El vuelo 102 de  Czech Airlines despegó exactamente a las 11:25 y se dirigió hacia el noroeste en una travesía que le tomaría casi 7,000 kilómetros. Después de haber sobrevolado las Islas Británicas y Groenlandia, la aeronave cambiaría de dirección hacia el suroeste, y después de haber sobrevolado Terranova y La Gaspesie, aterrizaría  en Toronto Pearson International Airport. Cuando tuve el Lago Ontario y la CN Tower a mi izquierda, mirando por la ventana, supe que por fin había llegado a casa. 

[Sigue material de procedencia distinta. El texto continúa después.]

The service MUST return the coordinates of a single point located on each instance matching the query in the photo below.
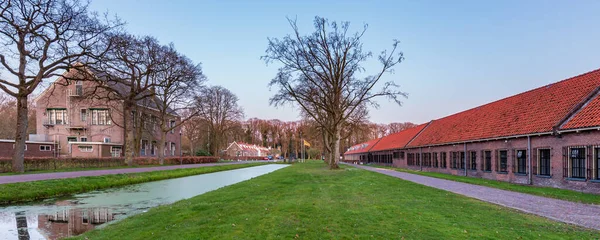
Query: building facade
(79, 124)
(549, 136)
(236, 149)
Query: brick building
(548, 136)
(236, 149)
(81, 124)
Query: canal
(59, 218)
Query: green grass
(557, 193)
(36, 190)
(307, 201)
(79, 169)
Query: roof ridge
(419, 133)
(580, 106)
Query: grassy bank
(29, 191)
(307, 201)
(557, 193)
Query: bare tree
(179, 80)
(127, 74)
(319, 73)
(40, 39)
(219, 107)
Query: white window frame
(44, 147)
(25, 147)
(81, 148)
(172, 125)
(83, 115)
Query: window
(453, 160)
(597, 157)
(153, 148)
(85, 148)
(45, 148)
(544, 162)
(115, 151)
(521, 164)
(473, 162)
(78, 88)
(143, 147)
(487, 161)
(56, 116)
(100, 117)
(83, 115)
(503, 161)
(443, 163)
(577, 162)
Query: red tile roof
(588, 116)
(362, 148)
(534, 111)
(399, 139)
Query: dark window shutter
(589, 165)
(534, 161)
(565, 162)
(514, 162)
(497, 160)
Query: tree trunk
(21, 135)
(336, 149)
(161, 147)
(129, 141)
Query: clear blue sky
(459, 54)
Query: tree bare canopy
(179, 81)
(320, 73)
(219, 107)
(128, 73)
(40, 39)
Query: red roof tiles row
(558, 106)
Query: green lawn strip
(80, 169)
(36, 190)
(557, 193)
(307, 201)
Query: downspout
(465, 159)
(530, 179)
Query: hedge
(40, 164)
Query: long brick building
(548, 136)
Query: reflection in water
(72, 222)
(83, 212)
(22, 225)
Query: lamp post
(180, 154)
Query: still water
(73, 216)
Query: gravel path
(585, 215)
(58, 175)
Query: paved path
(585, 215)
(58, 175)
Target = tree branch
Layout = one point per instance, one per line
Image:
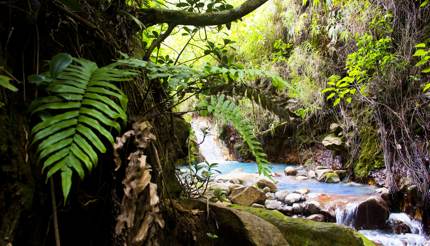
(179, 17)
(158, 41)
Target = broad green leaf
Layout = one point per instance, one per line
(66, 182)
(92, 137)
(5, 83)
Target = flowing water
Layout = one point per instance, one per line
(344, 197)
(211, 148)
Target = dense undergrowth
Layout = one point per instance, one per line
(280, 77)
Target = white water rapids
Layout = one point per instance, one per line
(211, 147)
(213, 150)
(346, 216)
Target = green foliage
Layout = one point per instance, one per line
(423, 53)
(227, 111)
(370, 156)
(281, 50)
(371, 57)
(424, 3)
(5, 82)
(82, 106)
(195, 179)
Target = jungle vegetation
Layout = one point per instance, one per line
(80, 79)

     Antes de aterrizar, me acordé una vez más de lo que había sucedido en Budapest, y de lo que me dijo uno de los pasajeros que compartían la cabina con nosotros, mientras Jorge dormía, cuando le conté lo que nos había sucedido. Me dijo que mucha gente contaba historias similares, de verse en aprietos en la estación, y que algún extraño había aparecido de manera misteriosa, y los había socorrido. Se contaba que durante la insurrección de 1956, un disidente que corría detrás del tren porque lo perdía, perseguido por un agente de la Államvédelmi Hatóság (la policía secreta) que le apuntaba con un arma, saltó al tren, tambaleó, cayó, y fue arrollado por el mismo.  El cuerpo mutilado escandalizó a todo el mundo. Y desde ese entonces se dice que la estación está poseída, pero, felizmente, no por un fantasma que aterroriza a los pasajeros, sino uno que los saca de apuros.